In this example, XGBoost is used to demonstrate the end-to-end code running process from data pre-processing to training the XGBoost data model. The process involves the following three phases:

  • Extract-Transform-Load (ETL): performed on the GPU instance in most cases. Data is extracted, transformed, and then loaded onto the data warehouse.
  • Data Conversion: performed on the GPU instance. Data processed in the ETL phase is converted into the DMatrix format so that it can be used by XGBoost to train the data model.
  • ML-Training: performed on the GPU instance by default. XGBoost is used to train the gradient boosting decision tree (GBDT).

The NoteBook code is run as follows:

  1. Prepare the dataset.

    In this example, the Shell script downloads the mortgage repayment training data of year 2000 mortgage_2000_1gb.tgz by default.

    If you want to obtain more data for XGBoost model training, you can set the download_url parameter to specify the URL as needed. For more information, visit Mortgage Data.

    The following figure shows an example.
  2. Set one or more parameters as needed.
    Parameter Description
    start_year Specify the start year from which training data is selected. In the ETL phase, data generated between start_year and end_year is processed.
    end_year Specify the end year from which training data is selected. In the ETL phase, data generated between start_year and end_year is processed.
    train_with_gpu Specify whether to use GPU for XGBoost model training. Default value: True.
    gpu_count Specify the number of workers to be started. Default value: 1. You can set the parameter to a value less than the number of GPUs in the GPU instance.
    part_count Specify the number of performance files used for data model training. Default value: 2 * gpu_count. If the value is too large, an insufficient memory error occurs in the Data Conversion phase and the error message is stored in log files.
    The following figure shows an example.
  3. Start Dask.

    The NoteBook code starts Dask Scheduler, and also starts workers based on the setting of gpu_count for ETL and data model training. After you start Dask, you can monitor tasks on the Dask Dashboard. For more information about how to start Dask, see Dask Dashboard.

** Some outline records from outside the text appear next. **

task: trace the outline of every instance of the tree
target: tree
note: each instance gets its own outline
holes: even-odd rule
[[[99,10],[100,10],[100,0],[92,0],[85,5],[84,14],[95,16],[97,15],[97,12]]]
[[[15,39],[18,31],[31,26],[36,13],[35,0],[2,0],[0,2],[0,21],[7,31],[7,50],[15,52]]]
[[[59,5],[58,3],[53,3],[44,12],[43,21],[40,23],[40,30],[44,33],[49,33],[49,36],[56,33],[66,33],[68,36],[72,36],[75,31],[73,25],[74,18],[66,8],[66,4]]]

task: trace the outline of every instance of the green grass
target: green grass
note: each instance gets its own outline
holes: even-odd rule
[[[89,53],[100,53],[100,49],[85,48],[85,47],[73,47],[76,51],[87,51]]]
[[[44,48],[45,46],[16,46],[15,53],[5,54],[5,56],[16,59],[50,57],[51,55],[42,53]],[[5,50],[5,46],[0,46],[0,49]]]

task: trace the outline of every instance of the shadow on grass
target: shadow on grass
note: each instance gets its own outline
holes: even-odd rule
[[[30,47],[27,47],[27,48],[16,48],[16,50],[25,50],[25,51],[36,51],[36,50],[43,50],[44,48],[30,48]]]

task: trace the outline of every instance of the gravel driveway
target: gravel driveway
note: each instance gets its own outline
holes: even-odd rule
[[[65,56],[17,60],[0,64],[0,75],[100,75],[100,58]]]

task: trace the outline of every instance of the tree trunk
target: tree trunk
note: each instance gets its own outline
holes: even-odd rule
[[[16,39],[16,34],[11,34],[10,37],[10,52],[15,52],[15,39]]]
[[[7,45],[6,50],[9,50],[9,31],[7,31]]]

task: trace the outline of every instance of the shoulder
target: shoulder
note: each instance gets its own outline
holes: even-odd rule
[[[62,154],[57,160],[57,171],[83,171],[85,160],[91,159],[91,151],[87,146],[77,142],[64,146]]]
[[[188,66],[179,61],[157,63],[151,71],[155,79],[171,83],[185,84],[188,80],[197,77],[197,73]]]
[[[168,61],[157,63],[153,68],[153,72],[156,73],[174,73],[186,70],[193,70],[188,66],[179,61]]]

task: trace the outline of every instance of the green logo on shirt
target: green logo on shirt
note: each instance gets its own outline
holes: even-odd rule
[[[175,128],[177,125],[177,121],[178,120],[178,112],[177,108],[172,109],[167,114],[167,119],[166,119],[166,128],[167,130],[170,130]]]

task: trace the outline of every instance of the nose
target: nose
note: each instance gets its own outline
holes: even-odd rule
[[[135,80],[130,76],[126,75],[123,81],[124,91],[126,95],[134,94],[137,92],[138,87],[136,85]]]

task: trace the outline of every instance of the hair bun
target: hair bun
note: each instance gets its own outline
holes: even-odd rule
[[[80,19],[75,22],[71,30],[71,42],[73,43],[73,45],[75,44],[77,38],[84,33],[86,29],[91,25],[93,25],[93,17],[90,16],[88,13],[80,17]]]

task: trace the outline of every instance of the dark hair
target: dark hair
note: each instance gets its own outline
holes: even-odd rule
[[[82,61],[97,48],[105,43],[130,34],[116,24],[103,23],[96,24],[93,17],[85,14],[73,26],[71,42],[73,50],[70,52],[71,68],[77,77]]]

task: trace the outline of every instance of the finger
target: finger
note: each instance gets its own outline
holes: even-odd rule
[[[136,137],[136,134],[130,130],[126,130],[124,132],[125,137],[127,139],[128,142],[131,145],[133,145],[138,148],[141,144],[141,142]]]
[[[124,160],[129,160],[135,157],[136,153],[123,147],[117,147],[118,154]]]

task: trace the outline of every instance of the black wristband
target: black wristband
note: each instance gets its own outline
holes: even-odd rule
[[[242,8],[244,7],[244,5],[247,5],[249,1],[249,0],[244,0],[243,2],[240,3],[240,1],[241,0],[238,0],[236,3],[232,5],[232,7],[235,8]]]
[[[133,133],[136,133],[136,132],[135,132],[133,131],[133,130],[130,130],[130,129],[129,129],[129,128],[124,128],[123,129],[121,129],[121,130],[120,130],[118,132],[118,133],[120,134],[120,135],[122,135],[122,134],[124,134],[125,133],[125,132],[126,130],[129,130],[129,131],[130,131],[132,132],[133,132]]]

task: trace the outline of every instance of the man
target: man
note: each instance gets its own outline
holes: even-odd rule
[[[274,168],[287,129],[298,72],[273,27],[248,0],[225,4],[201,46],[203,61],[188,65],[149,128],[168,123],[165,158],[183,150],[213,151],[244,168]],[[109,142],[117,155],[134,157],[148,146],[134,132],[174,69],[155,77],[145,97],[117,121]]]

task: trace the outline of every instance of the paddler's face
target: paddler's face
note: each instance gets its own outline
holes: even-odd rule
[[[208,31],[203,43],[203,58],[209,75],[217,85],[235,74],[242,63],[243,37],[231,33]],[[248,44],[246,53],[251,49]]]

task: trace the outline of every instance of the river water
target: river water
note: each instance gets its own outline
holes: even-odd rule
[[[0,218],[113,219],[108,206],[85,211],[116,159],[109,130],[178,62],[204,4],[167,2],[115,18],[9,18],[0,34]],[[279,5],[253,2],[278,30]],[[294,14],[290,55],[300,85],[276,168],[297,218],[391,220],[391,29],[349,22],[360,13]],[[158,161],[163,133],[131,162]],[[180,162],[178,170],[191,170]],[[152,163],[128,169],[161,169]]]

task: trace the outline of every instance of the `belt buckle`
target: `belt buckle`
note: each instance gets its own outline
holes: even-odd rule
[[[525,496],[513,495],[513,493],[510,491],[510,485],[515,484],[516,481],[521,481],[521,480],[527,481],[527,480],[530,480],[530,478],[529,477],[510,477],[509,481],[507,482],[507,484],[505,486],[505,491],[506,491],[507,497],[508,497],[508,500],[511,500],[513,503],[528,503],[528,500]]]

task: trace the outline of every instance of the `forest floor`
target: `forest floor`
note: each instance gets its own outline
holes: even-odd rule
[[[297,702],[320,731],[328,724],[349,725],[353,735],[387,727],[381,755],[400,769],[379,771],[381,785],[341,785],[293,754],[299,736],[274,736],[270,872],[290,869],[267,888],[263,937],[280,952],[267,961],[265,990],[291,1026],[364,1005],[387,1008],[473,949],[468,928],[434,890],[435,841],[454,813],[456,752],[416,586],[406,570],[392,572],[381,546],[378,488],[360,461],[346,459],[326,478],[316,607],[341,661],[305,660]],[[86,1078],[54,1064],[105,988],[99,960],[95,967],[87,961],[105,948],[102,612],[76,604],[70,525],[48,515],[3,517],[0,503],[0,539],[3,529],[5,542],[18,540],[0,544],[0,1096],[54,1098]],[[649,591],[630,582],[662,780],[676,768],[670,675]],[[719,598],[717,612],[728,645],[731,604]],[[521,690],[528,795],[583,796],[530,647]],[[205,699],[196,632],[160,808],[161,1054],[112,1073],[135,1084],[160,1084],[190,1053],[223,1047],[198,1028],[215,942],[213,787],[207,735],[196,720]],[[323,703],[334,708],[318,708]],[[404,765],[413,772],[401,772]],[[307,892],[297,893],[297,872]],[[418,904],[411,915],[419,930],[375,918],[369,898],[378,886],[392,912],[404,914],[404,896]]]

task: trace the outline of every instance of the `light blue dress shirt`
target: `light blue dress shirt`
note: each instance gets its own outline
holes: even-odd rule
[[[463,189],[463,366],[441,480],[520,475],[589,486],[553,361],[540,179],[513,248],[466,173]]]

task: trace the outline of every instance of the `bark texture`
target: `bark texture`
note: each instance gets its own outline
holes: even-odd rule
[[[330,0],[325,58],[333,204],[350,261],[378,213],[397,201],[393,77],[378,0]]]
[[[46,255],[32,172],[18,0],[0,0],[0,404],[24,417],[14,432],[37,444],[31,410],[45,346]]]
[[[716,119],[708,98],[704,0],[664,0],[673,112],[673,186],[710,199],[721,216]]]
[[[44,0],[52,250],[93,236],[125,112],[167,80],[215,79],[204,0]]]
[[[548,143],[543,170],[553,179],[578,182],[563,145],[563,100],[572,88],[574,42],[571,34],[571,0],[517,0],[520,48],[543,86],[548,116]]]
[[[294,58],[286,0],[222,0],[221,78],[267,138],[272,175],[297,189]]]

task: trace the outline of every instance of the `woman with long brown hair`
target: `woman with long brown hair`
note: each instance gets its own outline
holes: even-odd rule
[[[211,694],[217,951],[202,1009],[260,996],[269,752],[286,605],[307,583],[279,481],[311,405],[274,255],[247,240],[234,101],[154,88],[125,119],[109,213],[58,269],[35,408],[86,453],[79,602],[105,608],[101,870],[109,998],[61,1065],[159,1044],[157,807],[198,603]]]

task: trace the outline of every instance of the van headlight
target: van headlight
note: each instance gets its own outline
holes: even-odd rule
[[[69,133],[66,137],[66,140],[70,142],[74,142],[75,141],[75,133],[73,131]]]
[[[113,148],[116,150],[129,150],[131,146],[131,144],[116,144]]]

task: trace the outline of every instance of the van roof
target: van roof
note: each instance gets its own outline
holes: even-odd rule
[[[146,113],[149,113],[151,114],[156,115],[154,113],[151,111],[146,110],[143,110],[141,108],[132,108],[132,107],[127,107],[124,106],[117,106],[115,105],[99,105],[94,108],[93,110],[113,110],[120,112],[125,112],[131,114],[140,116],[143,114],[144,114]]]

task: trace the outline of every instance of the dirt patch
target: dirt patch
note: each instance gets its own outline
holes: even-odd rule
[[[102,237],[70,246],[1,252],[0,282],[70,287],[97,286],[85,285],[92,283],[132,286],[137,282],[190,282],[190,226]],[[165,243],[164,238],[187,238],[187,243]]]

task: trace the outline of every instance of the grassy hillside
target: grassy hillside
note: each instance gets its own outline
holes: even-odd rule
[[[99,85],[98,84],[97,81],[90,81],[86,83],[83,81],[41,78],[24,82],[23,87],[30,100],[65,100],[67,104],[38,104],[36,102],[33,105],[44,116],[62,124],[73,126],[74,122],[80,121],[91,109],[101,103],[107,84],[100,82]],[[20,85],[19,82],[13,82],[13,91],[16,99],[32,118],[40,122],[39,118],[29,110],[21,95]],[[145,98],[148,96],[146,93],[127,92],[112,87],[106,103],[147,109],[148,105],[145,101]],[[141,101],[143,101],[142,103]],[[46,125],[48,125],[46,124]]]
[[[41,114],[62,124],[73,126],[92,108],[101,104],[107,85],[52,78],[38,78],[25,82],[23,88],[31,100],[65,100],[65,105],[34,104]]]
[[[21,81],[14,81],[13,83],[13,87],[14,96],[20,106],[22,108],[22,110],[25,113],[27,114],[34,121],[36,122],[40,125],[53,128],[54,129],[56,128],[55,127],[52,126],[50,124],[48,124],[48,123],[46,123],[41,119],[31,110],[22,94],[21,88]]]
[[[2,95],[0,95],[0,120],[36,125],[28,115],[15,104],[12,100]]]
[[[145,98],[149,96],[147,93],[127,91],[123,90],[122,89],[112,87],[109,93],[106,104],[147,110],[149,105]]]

    The following figure shows an example.
  4. Start the ETL phase.

    In this phase, tables are associated, grouped, integrated, and split. The data format is DataFrame of the cuDF library, which is similar to Pandas DataFrame.

    The following figure shows an example.
  5. Start the Data Conversion phase.

    In this phase, DataFrame-format data is converted into the DMatrix-format data for XGBoost model training. Each worker processes one DMatrix object.

    The following figure shows an example.
  6. Start the ML Training phase.

    In this phase, data model training is started by dask-xgboost, which supports collaborative communication among Dask workers. At the bottom layer, dask-xgboost is also called to execute data model training.

    The following figure shows an example.

Dask Dashboard

Dask Dashboard supports task progress tracking, task performance problem identification, and fault debugging.

After Dask is started, you can enter http://IP address of your GPU instance:8787/status in the address bar of your browser to go to the Dask Dashboard.

Related functions

Operation Function
Download a file. def download_file_from_url(url, filename):
Decompress a file. def decompress_file(filename, path):
Obtain the number of GPUs in the current machine. def get_gpu_nums():
Manage the GPU memory.
  • def initialize_rmm_pool():
  • def initialize_rmm_no_pool():
  • def run_dask_task(func, **kwargs):
Submit a Dask task.
  • def process_quarter_gpu(year=2000, quarter=1, perf_file=""):
  • def run_gpu_workflow(quarter=1, year=2000, perf_file="", **kwargs):
Use cuDF to load data from a CSV file.
  • def gpu_load_performance_csv(performance_path, **kwargs):
  • def gpu_load_acquisition_csv(acquisition_path, **kwargs):
  • def gpu_load_names(**kwargs):
Process and extract characteristics of data for training machine learning models.
  • def null_workaround(df, **kwargs):
  • def create_ever_features(gdf, **kwargs):
  • def join_ever_delinq_features(everdf_tmp, delinq_merge, **kwargs):
  • def create_joined_df(gdf, everdf, **kwargs):
  • def create_12_mon_features(joined_df, **kwargs):
  • def combine_joined_12_mon(joined_df, testdf, **kwargs):
  • def final_performance_delinquency(gdf, joined_df, **kwargs):
  • def join_perf_acq_gdfs(perf, acq, **kwargs):
  • def last_mile_cleaning(df, **kwargs):